The issue is what happens over the next few years. The Ultra texture settings of now become the very high or high in 12 to 24 months time and if you are already turning down settings now on a £330 to £400 card its not going to get any better and 2 to 4 years lifespan is not unreasonable for such a card.
Perhaps but £330 is the new normal i.e. well under half the cost of flagship cards and expecting such a card to last 4 years is quite optimistic. Turning down settings really isn't a problem, people have had to turn down settings on flagship cards before never mind mid-range cards, a setting is just a label. I have a 1070ti which is roughly comparable to a 2060 but with more VRAM, and I still turn down settings. VRAM isn't the limitation, it is more about having the raw power to deliver high framerates.
You mean like the 8800GT 256MB,which ended up failing so much within 12 to 24 months,that the slower 9600GT 512MB ended up being a better card??
People made those arguments back then,and sure it was an extreme example, but there has been a few instances even going back 16 years I can remember cards could be really limited by VRAM. For instance some of the special edition ATI 9800 series cards in prebuilt PCs which shipped with only half the VRAM of retail versions.
6GB vs 8GB is less extreme though, it isn't as if it has shipped with 4GB VRAM. Arguably with modern monitors at 144hz+ the balance shifts even more towards having GPU/CPU grunt as opposed to VRAM, although I will concede if people have 4k monitors it perhaps changes the equation somewhat.

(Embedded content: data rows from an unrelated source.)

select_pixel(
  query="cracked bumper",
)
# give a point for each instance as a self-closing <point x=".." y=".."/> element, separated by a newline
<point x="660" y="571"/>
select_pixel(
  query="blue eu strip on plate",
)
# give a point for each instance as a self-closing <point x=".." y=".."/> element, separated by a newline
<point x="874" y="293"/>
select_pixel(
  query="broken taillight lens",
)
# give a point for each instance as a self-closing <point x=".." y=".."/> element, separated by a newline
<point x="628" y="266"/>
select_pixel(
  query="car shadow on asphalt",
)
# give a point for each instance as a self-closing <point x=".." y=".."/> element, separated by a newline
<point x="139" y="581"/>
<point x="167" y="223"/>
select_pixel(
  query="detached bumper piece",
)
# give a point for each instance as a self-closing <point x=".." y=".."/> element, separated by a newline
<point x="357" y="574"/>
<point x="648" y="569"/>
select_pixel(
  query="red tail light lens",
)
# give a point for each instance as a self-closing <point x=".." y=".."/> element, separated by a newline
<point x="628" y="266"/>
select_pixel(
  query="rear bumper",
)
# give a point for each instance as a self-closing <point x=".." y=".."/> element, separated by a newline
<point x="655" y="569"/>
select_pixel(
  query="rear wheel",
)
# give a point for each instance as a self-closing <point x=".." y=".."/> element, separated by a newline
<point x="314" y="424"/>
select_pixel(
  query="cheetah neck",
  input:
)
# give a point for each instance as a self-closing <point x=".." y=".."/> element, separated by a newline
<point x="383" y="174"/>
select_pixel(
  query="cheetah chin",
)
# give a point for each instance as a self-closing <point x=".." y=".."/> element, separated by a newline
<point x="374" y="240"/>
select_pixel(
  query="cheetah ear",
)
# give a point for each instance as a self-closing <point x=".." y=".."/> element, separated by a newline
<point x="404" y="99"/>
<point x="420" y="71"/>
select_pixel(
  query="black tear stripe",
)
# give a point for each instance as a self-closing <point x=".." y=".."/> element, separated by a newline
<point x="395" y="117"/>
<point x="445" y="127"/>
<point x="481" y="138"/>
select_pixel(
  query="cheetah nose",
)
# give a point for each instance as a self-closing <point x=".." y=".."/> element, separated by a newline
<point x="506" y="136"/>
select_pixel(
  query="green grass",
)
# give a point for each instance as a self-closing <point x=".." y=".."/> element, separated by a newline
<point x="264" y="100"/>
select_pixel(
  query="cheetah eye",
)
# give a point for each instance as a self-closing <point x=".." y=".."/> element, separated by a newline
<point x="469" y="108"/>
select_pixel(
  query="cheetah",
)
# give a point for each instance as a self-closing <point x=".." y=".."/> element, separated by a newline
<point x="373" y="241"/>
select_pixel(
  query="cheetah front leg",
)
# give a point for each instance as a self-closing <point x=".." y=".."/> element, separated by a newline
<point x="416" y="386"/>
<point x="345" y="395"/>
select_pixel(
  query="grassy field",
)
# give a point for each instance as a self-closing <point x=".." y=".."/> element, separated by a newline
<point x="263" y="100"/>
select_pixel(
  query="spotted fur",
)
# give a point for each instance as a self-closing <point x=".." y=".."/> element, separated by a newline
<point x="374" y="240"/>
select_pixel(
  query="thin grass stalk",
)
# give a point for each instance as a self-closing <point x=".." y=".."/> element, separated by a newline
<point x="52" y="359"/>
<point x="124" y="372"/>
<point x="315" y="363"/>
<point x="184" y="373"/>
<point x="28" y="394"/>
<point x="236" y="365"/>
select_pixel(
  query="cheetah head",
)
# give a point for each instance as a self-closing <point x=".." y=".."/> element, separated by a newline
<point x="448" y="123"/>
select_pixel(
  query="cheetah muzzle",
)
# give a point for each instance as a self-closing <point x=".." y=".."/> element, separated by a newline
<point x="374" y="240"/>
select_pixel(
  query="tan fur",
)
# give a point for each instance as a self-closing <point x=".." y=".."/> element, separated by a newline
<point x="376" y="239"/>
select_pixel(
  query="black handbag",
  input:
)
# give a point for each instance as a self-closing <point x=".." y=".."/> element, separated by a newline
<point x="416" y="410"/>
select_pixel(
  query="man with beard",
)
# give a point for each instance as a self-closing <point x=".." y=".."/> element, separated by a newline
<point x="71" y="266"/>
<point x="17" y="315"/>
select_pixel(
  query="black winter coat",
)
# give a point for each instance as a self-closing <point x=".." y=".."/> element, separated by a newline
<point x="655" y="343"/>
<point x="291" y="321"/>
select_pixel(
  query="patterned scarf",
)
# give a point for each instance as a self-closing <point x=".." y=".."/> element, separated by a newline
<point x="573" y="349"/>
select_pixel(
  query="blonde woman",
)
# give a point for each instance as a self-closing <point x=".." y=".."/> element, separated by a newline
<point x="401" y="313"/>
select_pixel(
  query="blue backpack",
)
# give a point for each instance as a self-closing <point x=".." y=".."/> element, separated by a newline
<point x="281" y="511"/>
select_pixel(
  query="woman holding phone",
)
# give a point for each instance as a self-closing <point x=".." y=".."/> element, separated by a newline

I guess we are getting sidetracked into the old VRAM debate that has been done several times over the years but if you are talking about 8800GT vs 9600GT you need to bear in mind the 8800GT came out in 2006 and the 9600GT in 2008. So it's perhaps not all that surprising that it got superseded by something all that time later and in any case if you bought a 8800GT after two years you'd probably be considering an upgrade anyway because of technology moving on. In summer 2008 just a few months after the 9600GT came out you could pick up a GTX280 for well under £250, that was a card that totally annihilated the 8800GT/9600GT, I got one to replace a 8800GTS (I assume the GTX260 was even cheaper). So lets say you bought a 8800GT-256 and after 18 months or whatever you were sat there going 'gee this 256MB VRAM really sux', probably you were due an upgrade in any case with decent options on the market. If someone wanted a card to last for many years then perhaps it wasn't a great choice but in the noughties the idea of keeping a card for 4 years would have drawn derision in these parts.